Sex Differences in the Participation in Secondary Prevention Stroke Studies

BACKGROUND: Women show higher age-standardized mortality rates for ischemic stroke. Nevertheless, women are underrepresented in secondary stroke prevention trials. Our analysis investigated contributors to reduced study participation among women in a comprehensive stroke center in Austria. METHODS: The population-based Tyrolean Stroke Pathway database was used to describe sex distribution in patients with ischemic stroke in the region and at the study site. Screening logs from 3 secondary stroke prevention studies at the Medical University of Innsbruck were analyzed containing information on age, self-reported sex, and causes for nonparticipation.
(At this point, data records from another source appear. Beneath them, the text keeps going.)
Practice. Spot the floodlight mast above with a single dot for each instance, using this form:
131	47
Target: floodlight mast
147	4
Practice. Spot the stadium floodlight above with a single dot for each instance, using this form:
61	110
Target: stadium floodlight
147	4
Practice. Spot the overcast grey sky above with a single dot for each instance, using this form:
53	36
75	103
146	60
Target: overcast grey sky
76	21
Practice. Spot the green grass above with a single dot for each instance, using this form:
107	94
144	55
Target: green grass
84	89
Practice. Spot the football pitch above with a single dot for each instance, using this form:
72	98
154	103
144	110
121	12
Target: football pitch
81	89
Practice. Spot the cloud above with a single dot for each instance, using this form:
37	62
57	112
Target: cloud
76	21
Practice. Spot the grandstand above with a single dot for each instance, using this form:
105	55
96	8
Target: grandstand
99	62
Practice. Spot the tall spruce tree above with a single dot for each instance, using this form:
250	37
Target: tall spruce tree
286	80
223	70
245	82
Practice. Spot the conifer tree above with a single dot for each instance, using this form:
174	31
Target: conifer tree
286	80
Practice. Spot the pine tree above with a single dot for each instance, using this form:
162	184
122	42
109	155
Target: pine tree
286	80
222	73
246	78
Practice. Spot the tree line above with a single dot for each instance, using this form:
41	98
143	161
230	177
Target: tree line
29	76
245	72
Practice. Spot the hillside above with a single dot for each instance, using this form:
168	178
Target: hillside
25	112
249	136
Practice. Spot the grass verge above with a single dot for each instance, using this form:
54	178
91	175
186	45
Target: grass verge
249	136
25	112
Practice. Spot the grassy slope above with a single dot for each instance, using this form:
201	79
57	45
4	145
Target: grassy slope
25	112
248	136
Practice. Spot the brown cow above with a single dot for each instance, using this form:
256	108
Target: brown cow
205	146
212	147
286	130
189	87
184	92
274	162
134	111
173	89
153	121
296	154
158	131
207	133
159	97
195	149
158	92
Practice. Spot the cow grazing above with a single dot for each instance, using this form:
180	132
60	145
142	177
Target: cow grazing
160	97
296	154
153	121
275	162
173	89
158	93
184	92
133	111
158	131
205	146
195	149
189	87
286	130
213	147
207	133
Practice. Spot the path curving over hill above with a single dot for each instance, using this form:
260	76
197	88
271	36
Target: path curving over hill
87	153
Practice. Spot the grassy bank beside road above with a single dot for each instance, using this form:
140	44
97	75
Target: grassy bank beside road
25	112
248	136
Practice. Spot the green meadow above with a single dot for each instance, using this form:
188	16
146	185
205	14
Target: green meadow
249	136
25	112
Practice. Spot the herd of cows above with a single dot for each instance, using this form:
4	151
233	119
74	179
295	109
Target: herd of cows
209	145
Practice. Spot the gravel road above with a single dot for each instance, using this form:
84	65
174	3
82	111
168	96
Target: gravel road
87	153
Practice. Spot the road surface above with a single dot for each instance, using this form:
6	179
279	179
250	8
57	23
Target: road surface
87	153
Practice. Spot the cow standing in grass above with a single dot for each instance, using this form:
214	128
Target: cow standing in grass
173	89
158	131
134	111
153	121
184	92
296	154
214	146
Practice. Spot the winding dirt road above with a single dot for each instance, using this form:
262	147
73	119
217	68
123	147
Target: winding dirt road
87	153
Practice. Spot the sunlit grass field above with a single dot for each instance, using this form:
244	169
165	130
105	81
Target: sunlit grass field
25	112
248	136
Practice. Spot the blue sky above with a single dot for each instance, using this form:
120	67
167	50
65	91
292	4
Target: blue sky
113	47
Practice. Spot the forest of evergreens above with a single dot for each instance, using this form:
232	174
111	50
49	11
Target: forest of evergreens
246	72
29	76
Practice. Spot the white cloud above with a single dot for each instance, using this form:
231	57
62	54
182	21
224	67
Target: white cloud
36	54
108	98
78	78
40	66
Binary and multinomial logistic regression were performed to calculate odds ratios (ORs) and 95% CIs. RESULTS: Women constituted 45.6% of all patients with ischemic stroke in the federal region and 43.1% at the study site. Of 4511 patients screened, 68.1% were included in at least 1 stroke trial, 39.5% of whom were female. Screened women were older than screened men, median age (interquartile range) of 76 (66-83) versus 72 (61-80) years. Women showed higher odds than men of receiving comfort terminal care (OR, 1.53 95% CI, 1.14-2.05), being unable to provide informed consent (OR, 1.95 95% CI, 1.54-2.47) due to aphasia (OR, 2.79 95% CI, 1.91-4.06) or cognitive impairment (OR, 1.96 95% CI, 1.30-2.95), and being ineligible for study participation based on inclusion and exclusion criteria (OR, 1.28 95% CI, 1.04-1.58). When adjusting for age, women were not more likely than men to refuse study participation (OR, 1.09 95% CI, 0.84-1.43). CONCLUSIONS: Female sex was associated with higher odds of exclusion from studies due to comorbidities and more severe neurological deficits. However, in our analysis women were not more likely to refuse study participation.